Araştırmaya göre, Türkiye'deki katılımcıların büyük bir bölümü günlük yaşamlarında öfke ve sinirlenme durumlarını sıkça yaşadıklarını belirttiler. Katılımcıların yüzde 48’i, son gün içinde öfke veya sinir hali yaşadığını ifade etti. Bu oran, Türkiye’yi dünyanın en sinirli ikinci ülkesi yaparken, birinci sırada ise Irak yer alıyor. Özellikle ekonomik sıkıntılar, yüksek enflasyon oranları, işsizlik ve gündelik yaşamın zorlukları, insanların daha fazla stres ve öfke hissetmesine yol açan başlıca faktörler olarak öne çıkıyor.

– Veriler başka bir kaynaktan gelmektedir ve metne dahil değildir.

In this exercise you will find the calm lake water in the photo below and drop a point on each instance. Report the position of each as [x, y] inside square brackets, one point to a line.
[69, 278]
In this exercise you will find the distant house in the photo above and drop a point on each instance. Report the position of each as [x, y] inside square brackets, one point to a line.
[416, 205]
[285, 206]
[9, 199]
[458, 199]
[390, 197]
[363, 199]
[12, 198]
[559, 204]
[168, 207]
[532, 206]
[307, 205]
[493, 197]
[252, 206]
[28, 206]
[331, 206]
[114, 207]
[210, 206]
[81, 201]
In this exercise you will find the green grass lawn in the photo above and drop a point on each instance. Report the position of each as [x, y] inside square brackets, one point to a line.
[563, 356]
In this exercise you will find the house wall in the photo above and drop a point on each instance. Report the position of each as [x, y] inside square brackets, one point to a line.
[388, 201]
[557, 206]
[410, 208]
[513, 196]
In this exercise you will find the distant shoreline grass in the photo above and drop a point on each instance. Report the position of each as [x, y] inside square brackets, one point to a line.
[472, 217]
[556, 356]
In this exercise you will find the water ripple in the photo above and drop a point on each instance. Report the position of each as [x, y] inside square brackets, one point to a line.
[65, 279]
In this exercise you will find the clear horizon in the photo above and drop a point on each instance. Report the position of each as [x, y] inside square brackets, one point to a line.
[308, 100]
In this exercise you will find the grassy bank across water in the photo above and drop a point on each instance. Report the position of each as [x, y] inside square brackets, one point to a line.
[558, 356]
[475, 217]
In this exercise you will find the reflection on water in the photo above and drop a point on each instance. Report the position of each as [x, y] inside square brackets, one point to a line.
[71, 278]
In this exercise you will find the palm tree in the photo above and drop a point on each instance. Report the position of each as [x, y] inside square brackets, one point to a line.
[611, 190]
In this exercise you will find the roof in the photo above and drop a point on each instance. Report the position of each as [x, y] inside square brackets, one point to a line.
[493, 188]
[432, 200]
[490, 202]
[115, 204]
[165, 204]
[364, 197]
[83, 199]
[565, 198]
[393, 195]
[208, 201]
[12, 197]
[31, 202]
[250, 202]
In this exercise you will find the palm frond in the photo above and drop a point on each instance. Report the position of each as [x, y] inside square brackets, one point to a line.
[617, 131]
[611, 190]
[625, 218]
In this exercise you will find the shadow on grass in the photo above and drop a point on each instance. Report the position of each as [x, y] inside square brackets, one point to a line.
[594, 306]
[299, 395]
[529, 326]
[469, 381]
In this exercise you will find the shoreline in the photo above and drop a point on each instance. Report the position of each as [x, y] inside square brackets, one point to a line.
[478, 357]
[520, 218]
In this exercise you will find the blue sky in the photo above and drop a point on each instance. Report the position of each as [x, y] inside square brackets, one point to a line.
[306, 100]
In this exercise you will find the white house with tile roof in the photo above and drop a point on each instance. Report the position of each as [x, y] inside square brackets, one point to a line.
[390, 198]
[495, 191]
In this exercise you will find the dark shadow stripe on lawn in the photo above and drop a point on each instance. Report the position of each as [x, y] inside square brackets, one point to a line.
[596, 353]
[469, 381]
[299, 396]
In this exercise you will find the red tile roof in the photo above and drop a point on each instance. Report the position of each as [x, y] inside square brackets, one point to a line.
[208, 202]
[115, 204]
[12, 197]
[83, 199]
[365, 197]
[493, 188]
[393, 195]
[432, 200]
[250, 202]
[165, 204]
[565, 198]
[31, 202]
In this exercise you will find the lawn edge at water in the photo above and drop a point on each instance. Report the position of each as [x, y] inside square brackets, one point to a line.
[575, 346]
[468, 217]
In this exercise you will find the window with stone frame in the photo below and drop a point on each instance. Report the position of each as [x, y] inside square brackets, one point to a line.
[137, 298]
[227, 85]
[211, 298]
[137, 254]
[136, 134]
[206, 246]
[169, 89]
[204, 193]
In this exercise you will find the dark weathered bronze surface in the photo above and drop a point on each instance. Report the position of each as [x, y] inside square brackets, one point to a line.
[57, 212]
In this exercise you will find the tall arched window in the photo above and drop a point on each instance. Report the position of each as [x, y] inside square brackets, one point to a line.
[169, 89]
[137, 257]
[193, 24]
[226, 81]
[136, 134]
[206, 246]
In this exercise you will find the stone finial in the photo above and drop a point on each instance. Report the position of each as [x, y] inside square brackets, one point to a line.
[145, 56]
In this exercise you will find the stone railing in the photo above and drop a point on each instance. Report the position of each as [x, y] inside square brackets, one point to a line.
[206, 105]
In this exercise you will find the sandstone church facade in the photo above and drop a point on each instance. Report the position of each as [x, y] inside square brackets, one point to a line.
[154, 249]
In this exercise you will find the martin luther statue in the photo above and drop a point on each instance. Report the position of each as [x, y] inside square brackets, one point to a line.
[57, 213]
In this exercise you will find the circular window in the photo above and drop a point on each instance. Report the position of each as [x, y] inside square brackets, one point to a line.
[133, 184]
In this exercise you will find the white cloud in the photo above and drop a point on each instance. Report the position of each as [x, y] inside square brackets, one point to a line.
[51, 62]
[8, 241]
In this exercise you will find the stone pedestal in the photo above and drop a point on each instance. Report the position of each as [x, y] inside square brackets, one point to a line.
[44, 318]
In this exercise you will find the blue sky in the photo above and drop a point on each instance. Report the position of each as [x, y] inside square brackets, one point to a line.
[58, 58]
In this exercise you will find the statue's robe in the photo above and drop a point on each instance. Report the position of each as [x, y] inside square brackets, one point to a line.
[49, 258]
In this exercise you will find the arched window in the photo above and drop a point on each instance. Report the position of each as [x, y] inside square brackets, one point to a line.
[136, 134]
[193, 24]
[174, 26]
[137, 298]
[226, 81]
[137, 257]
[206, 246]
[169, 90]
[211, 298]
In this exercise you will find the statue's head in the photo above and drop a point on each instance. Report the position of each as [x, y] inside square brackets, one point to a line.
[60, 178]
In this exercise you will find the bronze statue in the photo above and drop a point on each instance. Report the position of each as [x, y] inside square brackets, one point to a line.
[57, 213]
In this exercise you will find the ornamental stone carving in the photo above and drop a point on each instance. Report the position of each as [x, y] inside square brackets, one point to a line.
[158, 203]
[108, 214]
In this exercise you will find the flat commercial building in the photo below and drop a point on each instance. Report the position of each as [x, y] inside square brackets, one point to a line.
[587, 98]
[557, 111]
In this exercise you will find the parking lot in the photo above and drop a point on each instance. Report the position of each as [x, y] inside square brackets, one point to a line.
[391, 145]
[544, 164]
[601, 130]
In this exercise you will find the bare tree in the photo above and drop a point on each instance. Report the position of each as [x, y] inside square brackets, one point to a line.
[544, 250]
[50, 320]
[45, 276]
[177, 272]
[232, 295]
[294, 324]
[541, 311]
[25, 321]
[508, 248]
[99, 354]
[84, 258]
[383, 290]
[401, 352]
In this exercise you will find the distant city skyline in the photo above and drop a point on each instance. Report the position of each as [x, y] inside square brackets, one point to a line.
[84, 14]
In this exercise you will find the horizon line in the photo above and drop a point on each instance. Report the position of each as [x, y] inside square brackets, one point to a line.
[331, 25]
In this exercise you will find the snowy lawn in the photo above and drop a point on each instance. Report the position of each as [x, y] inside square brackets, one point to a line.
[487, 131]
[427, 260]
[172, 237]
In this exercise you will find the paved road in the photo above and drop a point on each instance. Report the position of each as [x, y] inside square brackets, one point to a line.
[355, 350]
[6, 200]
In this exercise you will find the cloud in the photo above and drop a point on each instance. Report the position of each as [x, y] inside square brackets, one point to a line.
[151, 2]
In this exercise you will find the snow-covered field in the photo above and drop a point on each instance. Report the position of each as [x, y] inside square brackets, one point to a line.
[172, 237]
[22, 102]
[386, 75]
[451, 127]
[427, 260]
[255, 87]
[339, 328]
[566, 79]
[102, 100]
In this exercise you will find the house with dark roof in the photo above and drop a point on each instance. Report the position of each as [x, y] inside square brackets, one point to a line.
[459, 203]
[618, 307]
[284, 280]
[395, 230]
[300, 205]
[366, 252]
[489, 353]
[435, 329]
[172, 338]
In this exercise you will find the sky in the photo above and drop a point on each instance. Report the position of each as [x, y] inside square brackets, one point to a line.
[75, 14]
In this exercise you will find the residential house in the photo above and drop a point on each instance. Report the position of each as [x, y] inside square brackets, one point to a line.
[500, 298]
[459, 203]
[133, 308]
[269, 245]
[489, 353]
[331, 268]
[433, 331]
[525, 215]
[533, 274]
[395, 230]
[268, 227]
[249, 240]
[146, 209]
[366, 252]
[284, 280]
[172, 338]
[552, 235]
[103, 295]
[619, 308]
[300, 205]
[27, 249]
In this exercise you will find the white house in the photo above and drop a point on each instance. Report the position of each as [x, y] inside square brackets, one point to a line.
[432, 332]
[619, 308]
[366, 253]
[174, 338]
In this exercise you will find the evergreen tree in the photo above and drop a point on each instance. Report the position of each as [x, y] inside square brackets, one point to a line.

Psikologlar, Türkiye'nin bu sıralamadaki konumunu toplumun yaşam koşulları ve psikolojik baskılarla açıklıyor. Uzun çalışma saatleri, ekonomik kaygılar ve belirsizliklerle mücadele eden bireylerin, bu tür duygu durumları içinde sık sık sinirlenme ve öfke yaşadıklarını belirtiyorlar. Özellikle büyük şehirlerde yaşayanların, trafik, yoğun yaşam temposu ve sosyal baskılar nedeniyle daha fazla stres altında olduğu ve bu durumun öfke patlamalarına neden olabileceği vurgulanıyor. Stresin ve öfkenin bu kadar yoğun yaşanması ise fiziksel ve mental sağlığı olumsuz yönde etkileyerek toplum genelinde mutsuzluğu artırabiliyor.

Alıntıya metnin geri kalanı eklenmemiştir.